After deletion, the only record on our side is a metadata row: (job_id, user_id, status=completed, duration_seconds, timestamp). No content references.
What gets logged
Section titled “What gets logged”We log server-side events for billing, abuse detection, and product analytics. These are stored in our analytics layer and inform our admin dashboard. We do not run analytics inside the plugin and do not embed analytics SDKs in your Obsidian.

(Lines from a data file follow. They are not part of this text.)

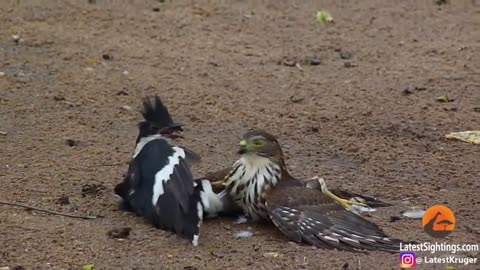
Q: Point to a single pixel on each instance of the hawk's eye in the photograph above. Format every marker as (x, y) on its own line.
(257, 142)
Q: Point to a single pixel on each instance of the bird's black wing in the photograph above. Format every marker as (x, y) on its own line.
(305, 214)
(161, 187)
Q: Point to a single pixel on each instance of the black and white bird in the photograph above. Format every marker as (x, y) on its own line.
(159, 184)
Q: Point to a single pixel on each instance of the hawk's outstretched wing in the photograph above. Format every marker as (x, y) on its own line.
(305, 214)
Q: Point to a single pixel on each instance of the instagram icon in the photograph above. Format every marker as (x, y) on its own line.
(408, 260)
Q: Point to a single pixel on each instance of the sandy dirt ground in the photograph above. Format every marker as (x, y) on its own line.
(360, 111)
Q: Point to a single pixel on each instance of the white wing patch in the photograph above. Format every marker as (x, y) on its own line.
(143, 142)
(162, 176)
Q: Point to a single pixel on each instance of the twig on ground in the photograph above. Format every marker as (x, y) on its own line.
(46, 211)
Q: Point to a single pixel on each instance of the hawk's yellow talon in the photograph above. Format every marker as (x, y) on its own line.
(217, 184)
(344, 203)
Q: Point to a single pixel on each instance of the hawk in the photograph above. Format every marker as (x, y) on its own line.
(261, 186)
(159, 184)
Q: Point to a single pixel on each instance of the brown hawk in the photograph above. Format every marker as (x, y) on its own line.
(261, 186)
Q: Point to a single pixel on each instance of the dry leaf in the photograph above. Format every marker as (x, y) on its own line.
(465, 136)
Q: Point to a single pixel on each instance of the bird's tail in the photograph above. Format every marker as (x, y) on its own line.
(155, 112)
(157, 120)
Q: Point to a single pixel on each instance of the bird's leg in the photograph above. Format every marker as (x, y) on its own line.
(242, 219)
(343, 202)
(217, 185)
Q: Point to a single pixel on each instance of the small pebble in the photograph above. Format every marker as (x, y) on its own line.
(119, 233)
(271, 254)
(107, 56)
(126, 108)
(71, 142)
(243, 235)
(413, 213)
(122, 93)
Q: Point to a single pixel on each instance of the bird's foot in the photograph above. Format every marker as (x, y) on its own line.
(343, 202)
(243, 219)
(347, 204)
(217, 185)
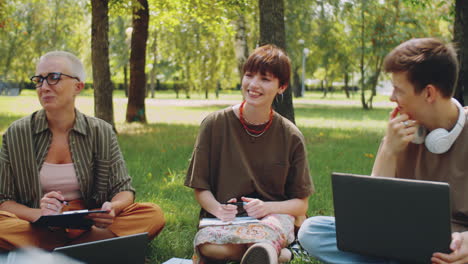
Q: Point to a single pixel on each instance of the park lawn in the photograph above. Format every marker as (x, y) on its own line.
(340, 137)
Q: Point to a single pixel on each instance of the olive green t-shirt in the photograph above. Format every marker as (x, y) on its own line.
(230, 163)
(452, 167)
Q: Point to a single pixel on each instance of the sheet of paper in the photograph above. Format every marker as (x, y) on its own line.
(216, 222)
(178, 261)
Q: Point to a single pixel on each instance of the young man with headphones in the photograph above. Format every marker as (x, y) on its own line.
(426, 139)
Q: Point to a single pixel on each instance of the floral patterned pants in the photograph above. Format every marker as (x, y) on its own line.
(276, 229)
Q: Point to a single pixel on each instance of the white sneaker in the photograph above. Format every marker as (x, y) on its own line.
(260, 253)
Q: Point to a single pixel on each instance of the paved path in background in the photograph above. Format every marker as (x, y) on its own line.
(220, 102)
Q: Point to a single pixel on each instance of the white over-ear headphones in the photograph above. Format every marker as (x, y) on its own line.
(440, 140)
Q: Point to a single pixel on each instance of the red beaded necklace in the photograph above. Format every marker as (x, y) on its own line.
(247, 129)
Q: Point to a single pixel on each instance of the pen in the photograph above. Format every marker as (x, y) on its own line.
(63, 202)
(236, 203)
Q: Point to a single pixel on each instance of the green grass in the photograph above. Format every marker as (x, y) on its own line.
(340, 137)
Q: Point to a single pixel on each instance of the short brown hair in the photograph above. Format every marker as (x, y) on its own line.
(426, 61)
(269, 58)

| Event | When | What’s recorded |
|---|---|---|
license_validated | Plugin checks in (~weekly) | Your account, device ID, plan, success/failure |
subscription_created | Payment webhook fires | Account, plan, timestamp |
subscription_canceled | Payment webhook fires | Account, plan, total months active |
smart_capture_call | Managed text AI request | Account, model, latency, success |
transcription_completed | Deepgram webhook returns | Account, duration in seconds, timestamp |
quota_exceeded | You hit a daily cap | Account, feature, attempted action |
What’s not logged: prompt text, task descriptions, transcript content, audio, file paths, settings values, or anything about how you use Pensum locally.
The three privacy modes
Section titled “The three privacy modes”Pensum supports three different privacy postures for AI features. Mode is plan-driven, not a per-feature toggle: your plan picks the mode, then a per-feature dropdown chooses which model handles each call within that mode.

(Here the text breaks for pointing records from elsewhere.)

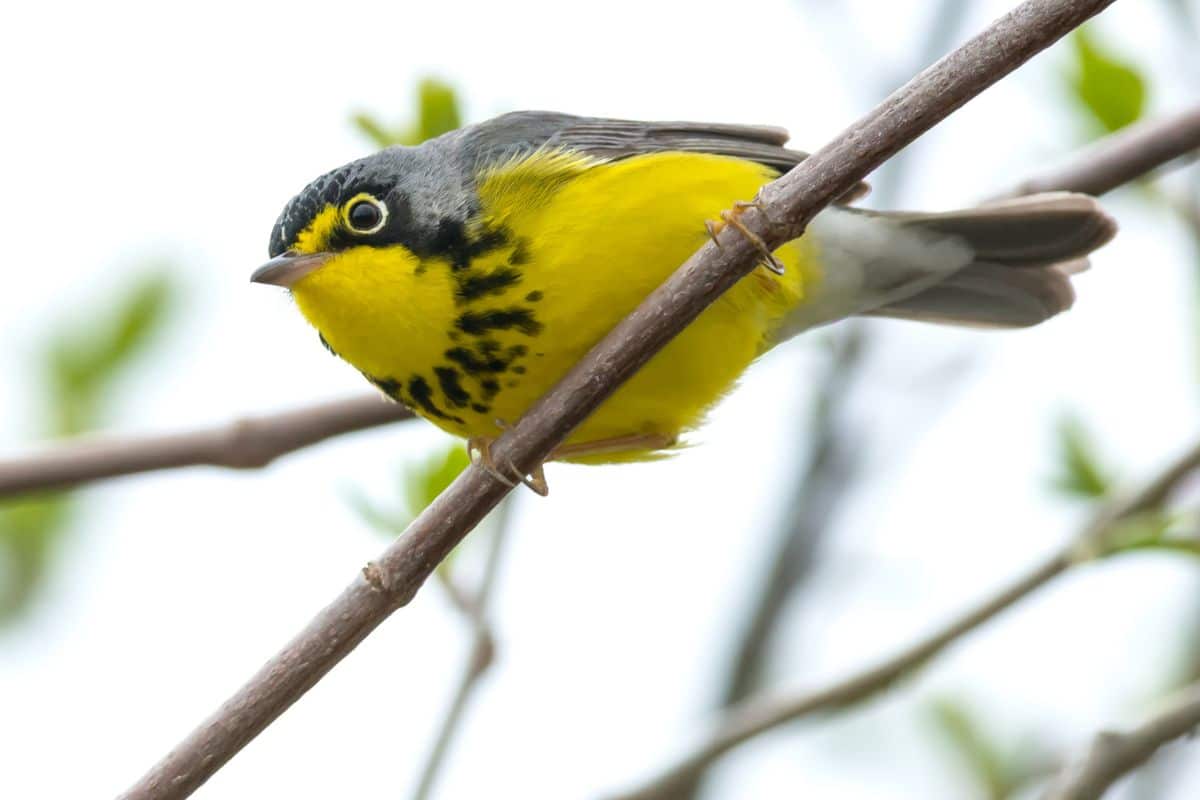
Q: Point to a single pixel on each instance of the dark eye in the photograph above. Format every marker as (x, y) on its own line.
(365, 215)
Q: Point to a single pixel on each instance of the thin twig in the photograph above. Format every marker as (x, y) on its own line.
(787, 205)
(479, 656)
(1125, 156)
(759, 715)
(1115, 755)
(250, 443)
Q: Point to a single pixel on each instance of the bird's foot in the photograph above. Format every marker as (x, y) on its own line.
(612, 445)
(479, 450)
(732, 217)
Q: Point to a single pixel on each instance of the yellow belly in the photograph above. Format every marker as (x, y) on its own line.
(577, 256)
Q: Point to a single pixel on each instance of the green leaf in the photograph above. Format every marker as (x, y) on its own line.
(437, 113)
(984, 761)
(1081, 474)
(1155, 530)
(376, 131)
(419, 486)
(84, 359)
(30, 528)
(437, 109)
(429, 480)
(1111, 91)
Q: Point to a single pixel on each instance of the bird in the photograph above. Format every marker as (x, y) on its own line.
(466, 275)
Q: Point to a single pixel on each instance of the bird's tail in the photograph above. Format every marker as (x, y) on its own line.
(1006, 264)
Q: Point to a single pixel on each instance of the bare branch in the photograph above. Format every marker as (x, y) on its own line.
(759, 715)
(1123, 157)
(244, 444)
(1115, 755)
(479, 657)
(789, 204)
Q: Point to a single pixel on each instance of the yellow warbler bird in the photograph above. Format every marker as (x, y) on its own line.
(466, 275)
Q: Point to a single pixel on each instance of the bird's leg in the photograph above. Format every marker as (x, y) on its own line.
(479, 450)
(733, 217)
(612, 445)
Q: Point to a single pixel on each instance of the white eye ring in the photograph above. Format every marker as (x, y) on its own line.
(371, 200)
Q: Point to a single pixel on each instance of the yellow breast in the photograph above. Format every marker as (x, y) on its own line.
(565, 246)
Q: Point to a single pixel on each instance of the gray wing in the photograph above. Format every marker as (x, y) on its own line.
(520, 132)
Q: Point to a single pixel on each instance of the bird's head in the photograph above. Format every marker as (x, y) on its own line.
(355, 248)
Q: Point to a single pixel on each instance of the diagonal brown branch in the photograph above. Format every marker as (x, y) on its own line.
(759, 715)
(1115, 755)
(249, 443)
(789, 204)
(483, 649)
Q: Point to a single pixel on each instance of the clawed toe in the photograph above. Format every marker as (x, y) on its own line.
(733, 217)
(479, 451)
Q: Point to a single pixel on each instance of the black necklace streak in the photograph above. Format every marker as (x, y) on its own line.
(481, 360)
(477, 323)
(423, 396)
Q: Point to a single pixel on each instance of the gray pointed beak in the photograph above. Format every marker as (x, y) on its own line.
(285, 270)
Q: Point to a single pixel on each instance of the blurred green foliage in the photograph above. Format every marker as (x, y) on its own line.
(1110, 91)
(420, 483)
(437, 113)
(81, 367)
(997, 773)
(1080, 470)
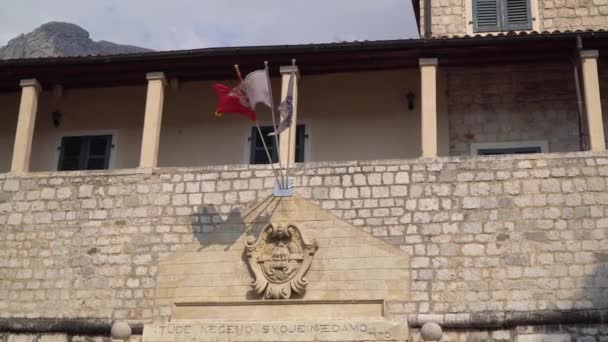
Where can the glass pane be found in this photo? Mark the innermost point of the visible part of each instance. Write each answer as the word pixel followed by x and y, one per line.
pixel 96 164
pixel 69 164
pixel 70 146
pixel 98 146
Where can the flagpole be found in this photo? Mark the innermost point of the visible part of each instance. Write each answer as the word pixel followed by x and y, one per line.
pixel 277 175
pixel 274 123
pixel 294 125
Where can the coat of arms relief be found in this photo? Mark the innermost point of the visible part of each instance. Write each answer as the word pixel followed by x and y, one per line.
pixel 279 260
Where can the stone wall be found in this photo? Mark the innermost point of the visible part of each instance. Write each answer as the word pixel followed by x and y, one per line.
pixel 573 15
pixel 454 17
pixel 491 234
pixel 513 103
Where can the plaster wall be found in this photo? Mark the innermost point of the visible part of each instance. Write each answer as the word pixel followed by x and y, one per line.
pixel 9 109
pixel 513 103
pixel 451 18
pixel 348 116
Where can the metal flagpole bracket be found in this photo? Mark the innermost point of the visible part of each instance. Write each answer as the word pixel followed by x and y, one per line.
pixel 287 192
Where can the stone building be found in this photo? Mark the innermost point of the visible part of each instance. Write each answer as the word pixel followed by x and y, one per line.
pixel 459 178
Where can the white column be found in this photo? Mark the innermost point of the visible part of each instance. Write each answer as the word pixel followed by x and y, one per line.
pixel 30 89
pixel 153 119
pixel 593 103
pixel 288 146
pixel 428 93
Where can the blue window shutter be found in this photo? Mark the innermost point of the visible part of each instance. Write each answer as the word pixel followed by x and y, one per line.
pixel 487 15
pixel 516 15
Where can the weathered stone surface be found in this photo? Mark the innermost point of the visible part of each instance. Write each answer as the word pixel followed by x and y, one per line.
pixel 86 253
pixel 305 330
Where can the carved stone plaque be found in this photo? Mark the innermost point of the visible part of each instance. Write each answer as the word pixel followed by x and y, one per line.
pixel 298 331
pixel 279 260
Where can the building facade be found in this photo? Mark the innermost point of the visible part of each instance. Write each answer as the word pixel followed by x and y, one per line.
pixel 457 180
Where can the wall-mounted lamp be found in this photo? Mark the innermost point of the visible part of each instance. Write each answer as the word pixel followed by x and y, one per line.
pixel 56 117
pixel 410 97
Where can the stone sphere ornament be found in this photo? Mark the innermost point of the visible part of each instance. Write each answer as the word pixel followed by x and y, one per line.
pixel 121 330
pixel 431 332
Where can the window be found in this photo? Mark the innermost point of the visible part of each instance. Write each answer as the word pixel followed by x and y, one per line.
pixel 501 15
pixel 258 155
pixel 511 150
pixel 523 147
pixel 90 152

| Mode | Plan | Audio / prompts |
|---|---|---|
| BYO key | Pro $9 | Goes directly from your machine to your chosen provider. Pensum’s servers are not involved. |
| Managed | Pro All-in-One $29 / Trial | Passes through our worker transiently. Not stored. Logged metadata only. |
| Local | Future, no committed date | Runs entirely on your machine via Whisper.cpp or similar. Nothing leaves your device. |
Pro All-in-One users who want to override a specific feature with their own key can still configure a BYO key for the relevant provider — the per-feature model dropdown then routes that feature through BYO while the rest stay managed. Pensum never silently swaps modes; any fallback is initiated by you from a failure-notice action link.
Auditing this
Section titled “Auditing this”If you want to verify any of the claims on this page:
- Plugin source code is public: github.com/craigmccaskill/pensum
- License server source code is in the same repo under
apps/license-server/ - Network traffic from the plugin can be inspected with any HTTP proxy (Charles, mitmproxy)
- Privacy claims for third parties are linked from our Privacy Policy
- Specific concerns can be sent to
support@pensum.dev— we’ll get back to you
This page changes as the system evolves. Each material change is announced in our release notes.